Defaults (in-code): n_reservoir=500, sparsity=0.10, spectral_radius=0.95, input_scaling=0.30, leak_rate=0.30, washout=30, seed=7. CLI overrides exist for all of them.

Appendix B — Glossary (for non-specialist stakeholders)

Hyperedge — a single relationship linking more than two things at once (here: machine + process + account + IP acting together). A normal graph edge links only two.
Formation — the behavioural category of an event (e.g. NETWORK_CONN, PROCESS_EXEC).
Liquid State Machine (LSM) / reservoir — a fixed (untrained) recurrent neural network that gives the model a short fading memory of recent behaviour.
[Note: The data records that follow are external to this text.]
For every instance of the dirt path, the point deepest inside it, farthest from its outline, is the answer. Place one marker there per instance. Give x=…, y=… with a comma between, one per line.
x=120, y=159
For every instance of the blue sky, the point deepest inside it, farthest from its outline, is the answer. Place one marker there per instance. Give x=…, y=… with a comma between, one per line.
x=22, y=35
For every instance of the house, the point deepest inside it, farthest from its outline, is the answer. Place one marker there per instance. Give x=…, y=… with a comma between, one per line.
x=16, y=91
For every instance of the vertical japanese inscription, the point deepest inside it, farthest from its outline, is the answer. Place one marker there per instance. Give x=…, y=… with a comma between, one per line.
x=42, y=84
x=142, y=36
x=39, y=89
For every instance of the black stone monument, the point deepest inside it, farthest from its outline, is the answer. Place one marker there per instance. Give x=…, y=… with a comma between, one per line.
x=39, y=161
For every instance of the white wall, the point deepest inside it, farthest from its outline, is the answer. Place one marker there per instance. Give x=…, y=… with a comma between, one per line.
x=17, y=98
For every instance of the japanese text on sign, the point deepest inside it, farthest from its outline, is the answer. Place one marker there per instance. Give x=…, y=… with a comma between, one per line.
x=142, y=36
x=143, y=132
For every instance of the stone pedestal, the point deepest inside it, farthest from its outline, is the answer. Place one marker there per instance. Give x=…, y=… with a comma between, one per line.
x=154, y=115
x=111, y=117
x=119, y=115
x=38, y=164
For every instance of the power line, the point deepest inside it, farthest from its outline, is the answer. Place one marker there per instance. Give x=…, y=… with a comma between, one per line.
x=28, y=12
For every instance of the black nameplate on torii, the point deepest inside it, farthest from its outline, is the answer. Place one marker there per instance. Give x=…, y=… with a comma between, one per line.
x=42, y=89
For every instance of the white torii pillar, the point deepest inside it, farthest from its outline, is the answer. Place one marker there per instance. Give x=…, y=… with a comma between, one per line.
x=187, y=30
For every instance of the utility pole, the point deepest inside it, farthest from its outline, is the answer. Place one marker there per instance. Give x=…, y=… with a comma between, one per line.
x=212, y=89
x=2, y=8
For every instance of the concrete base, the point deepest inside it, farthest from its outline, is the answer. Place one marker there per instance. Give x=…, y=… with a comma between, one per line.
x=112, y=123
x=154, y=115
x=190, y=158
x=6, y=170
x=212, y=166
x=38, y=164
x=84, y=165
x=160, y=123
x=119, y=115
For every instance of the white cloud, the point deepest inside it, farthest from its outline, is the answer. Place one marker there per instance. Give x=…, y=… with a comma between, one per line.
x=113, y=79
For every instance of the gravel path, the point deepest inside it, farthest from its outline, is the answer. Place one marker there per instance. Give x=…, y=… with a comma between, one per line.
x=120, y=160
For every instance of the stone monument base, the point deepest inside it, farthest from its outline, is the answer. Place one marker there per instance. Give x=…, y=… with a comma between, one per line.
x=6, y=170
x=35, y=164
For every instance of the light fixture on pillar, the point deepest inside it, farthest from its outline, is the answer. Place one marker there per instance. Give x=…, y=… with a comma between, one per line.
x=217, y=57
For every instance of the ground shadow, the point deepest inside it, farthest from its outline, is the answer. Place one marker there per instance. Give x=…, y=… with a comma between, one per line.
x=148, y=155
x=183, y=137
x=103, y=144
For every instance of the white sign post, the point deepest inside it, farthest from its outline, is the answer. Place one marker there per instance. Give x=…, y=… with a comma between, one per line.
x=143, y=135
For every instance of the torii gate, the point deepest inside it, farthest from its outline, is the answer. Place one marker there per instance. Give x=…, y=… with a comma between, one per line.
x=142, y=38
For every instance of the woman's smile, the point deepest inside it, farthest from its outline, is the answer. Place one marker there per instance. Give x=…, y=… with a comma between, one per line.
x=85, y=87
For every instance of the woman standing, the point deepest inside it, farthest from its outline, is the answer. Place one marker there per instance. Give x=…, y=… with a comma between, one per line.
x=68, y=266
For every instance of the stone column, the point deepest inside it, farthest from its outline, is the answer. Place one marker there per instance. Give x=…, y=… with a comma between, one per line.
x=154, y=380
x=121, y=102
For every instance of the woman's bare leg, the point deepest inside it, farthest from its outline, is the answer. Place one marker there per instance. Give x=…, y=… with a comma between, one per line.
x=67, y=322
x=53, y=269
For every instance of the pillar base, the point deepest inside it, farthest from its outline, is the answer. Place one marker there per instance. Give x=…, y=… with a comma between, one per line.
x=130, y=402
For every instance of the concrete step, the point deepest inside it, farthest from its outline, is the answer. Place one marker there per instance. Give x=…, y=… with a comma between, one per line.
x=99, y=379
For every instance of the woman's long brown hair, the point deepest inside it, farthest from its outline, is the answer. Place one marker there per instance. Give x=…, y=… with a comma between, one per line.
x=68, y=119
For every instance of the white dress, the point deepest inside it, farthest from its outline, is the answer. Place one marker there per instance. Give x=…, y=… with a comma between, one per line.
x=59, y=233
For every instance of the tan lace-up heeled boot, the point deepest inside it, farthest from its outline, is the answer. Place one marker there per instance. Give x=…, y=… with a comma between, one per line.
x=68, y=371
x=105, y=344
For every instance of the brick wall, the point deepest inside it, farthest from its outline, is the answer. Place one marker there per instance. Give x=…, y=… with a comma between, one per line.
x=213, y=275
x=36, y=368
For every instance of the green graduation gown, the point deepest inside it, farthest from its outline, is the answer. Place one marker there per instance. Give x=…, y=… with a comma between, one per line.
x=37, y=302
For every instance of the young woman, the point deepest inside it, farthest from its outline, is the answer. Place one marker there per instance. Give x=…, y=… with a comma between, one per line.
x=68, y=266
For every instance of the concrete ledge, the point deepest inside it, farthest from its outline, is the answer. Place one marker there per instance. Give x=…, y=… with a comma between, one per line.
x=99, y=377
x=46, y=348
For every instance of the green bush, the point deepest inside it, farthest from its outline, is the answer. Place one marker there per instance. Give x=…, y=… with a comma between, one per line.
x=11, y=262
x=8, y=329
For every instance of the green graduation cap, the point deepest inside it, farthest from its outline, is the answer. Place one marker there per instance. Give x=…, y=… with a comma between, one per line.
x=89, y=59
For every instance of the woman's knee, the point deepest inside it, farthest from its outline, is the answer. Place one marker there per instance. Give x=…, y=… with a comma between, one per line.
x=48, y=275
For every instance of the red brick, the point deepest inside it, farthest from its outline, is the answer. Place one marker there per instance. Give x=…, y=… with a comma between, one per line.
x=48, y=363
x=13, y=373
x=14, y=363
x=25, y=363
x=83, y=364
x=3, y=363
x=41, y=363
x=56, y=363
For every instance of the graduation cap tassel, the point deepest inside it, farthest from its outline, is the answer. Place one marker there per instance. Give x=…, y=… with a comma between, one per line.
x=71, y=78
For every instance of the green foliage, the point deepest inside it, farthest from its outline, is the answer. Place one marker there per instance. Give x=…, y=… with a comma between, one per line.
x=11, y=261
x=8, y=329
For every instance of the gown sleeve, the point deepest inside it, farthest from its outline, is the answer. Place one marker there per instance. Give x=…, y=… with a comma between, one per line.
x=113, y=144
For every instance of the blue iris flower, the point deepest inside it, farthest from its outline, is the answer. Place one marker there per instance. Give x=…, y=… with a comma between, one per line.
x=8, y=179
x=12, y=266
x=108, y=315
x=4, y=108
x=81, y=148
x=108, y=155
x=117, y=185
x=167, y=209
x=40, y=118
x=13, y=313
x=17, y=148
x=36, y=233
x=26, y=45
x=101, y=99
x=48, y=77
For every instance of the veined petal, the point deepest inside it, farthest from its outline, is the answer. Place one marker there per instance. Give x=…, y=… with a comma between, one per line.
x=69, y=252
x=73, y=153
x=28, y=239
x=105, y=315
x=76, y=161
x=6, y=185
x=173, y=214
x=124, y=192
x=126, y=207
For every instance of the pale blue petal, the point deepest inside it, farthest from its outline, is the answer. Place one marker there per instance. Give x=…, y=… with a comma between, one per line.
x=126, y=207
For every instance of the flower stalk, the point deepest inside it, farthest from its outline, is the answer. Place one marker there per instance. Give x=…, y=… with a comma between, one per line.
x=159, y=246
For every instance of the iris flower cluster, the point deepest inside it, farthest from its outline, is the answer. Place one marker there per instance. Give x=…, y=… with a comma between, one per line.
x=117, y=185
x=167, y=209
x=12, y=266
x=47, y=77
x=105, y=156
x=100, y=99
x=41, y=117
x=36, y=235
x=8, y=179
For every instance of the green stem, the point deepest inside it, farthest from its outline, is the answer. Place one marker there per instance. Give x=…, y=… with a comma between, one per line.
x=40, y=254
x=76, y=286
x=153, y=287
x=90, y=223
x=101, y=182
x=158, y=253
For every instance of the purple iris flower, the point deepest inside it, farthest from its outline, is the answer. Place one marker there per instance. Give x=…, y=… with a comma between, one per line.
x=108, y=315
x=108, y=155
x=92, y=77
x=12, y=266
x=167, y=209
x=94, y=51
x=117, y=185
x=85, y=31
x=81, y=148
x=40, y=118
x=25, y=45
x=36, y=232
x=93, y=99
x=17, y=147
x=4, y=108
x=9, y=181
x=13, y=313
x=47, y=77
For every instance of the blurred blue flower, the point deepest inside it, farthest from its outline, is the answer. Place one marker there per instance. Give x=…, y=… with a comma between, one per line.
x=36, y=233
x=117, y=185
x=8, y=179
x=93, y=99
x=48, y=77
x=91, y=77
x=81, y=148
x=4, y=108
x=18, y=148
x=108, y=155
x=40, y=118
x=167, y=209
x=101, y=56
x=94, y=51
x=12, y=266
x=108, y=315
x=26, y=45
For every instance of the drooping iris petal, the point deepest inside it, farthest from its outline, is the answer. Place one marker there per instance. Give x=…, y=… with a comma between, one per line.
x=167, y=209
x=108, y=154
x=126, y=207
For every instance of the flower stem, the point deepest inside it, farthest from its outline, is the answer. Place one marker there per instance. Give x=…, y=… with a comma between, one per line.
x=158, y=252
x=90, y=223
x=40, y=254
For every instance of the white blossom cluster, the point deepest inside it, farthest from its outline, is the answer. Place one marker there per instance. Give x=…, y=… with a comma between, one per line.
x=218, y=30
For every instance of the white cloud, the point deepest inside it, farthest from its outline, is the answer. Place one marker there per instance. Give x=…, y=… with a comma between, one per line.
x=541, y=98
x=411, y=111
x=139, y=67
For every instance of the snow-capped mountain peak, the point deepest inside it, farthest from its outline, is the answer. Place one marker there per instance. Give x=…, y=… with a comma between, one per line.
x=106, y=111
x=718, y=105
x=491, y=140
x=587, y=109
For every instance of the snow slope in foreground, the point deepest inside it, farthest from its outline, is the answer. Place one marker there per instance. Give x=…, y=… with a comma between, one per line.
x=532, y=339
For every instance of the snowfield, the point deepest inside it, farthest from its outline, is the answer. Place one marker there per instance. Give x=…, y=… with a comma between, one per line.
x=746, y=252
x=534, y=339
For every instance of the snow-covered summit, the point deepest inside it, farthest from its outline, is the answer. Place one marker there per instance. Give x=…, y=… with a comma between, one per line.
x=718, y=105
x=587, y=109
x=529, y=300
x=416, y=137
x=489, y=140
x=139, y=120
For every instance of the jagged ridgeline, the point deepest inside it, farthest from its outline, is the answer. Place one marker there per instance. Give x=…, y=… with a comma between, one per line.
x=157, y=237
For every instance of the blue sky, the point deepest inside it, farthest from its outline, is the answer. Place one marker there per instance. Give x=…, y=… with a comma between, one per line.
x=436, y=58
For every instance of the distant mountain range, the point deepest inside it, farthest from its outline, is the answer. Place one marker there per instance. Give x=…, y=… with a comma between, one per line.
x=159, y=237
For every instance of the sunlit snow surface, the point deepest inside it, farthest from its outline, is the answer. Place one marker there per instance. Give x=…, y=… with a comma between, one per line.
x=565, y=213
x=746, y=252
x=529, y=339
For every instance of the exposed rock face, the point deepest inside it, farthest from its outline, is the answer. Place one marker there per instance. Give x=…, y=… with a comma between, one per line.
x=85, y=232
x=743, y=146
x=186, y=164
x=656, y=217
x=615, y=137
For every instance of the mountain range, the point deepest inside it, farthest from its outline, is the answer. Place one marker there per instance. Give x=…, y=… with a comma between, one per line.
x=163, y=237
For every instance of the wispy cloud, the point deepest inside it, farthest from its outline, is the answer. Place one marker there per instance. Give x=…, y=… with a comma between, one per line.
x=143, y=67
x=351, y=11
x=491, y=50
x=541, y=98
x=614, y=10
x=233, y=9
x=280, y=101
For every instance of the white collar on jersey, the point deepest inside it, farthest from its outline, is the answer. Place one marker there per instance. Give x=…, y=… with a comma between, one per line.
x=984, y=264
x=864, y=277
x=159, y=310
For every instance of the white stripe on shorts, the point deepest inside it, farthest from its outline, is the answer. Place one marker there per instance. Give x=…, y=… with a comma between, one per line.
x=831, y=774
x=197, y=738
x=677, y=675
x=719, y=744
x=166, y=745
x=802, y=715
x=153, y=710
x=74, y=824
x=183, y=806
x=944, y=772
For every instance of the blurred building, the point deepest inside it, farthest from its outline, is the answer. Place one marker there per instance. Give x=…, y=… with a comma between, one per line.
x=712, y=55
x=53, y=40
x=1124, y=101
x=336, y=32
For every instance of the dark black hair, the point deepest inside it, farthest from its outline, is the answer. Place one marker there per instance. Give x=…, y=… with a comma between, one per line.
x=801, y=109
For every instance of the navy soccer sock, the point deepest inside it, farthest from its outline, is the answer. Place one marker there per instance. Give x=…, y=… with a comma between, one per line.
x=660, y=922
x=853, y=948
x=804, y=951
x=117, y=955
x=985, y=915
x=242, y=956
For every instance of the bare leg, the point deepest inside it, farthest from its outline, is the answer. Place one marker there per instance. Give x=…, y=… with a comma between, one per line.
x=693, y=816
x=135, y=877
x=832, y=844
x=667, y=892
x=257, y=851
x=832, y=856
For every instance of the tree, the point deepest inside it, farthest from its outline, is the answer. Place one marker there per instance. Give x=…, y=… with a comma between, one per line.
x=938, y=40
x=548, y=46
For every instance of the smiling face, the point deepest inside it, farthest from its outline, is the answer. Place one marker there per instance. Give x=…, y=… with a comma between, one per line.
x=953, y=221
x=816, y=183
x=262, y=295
Cheap, fast, hard to overfit.
Echo-state property (spectral radius < 1) — the mathematical guarantee that the reservoir’s memory fades smoothly rather than blowing up.
One-Class SVM — a model that learns the shape of “normal” from normal data only, then flags anything outside that shape. The engine of zero-shot detection.
Zero-shot — detecting attacks the model was never trained on, by learning only what normal looks like.
Washout — initial windows discarded while the reservoir “warms up.”

Appendix C — Anticipated CISO questions

Question	Answer
”How is this different from our EDR?”	EDR fires on known signatures/rules. This fires on behavioural deviation from this machine’s own normal — catching novel/living-off-the-land activity rules miss. It’s additive, not a replacement.
”Why should I trust a 54% recall?”	You trust the precision (90%): when it fires it’s almost always real, so it’s a high-quality analyst-priority queue. Recall improves on the roadmap; it’s a net-new signal on top of full EDR coverage.
”Did you train on the attack?”	No. The production detector (One-Class SVM) trains only on the clean baseline week. The one model that uses attack labels (logistic) is clearly flagged diagnostic-only and never presented as operational.
”What about false alarms?”	~6.8% of baseline windows fire (29/427) against a deliberate, tunable `nu=0.05` (~5%) budget. At 5-min windows that’s a manageable, prioritisable volume.
”Does it scale to my whole fleet?”	Single-host is strong; pooled-fleet zero-shot recall drops (33%) without per-host tuning, though supervised AUC (0.91) shows the signal is there. Per-host baselines are the next build.
”Can my analysts act on an alarm?”	Each alarm carries timestamp, anomaly score, dominant formation, novel-entity count, and reservoir drift — enough to triage. Full per-alarm explainability is on the roadmap.

All quantitative claims in this document are reproduced from repository artefacts: data/snn_results_nanxcv.json, data/snn_results_ciso_fleet.json, data/temporal_nanxcv.json, data/temporal_ciso_fleet.json, and the implementation in scripts/snn_train_nanxcv.py / scripts/temporal_common.py / scripts/ingest_mde_baseline.py. Phase-1 hyperedge totals and the entropy-changepoint narrative are from design/methodology_temporal_hypergraph_snn.tex.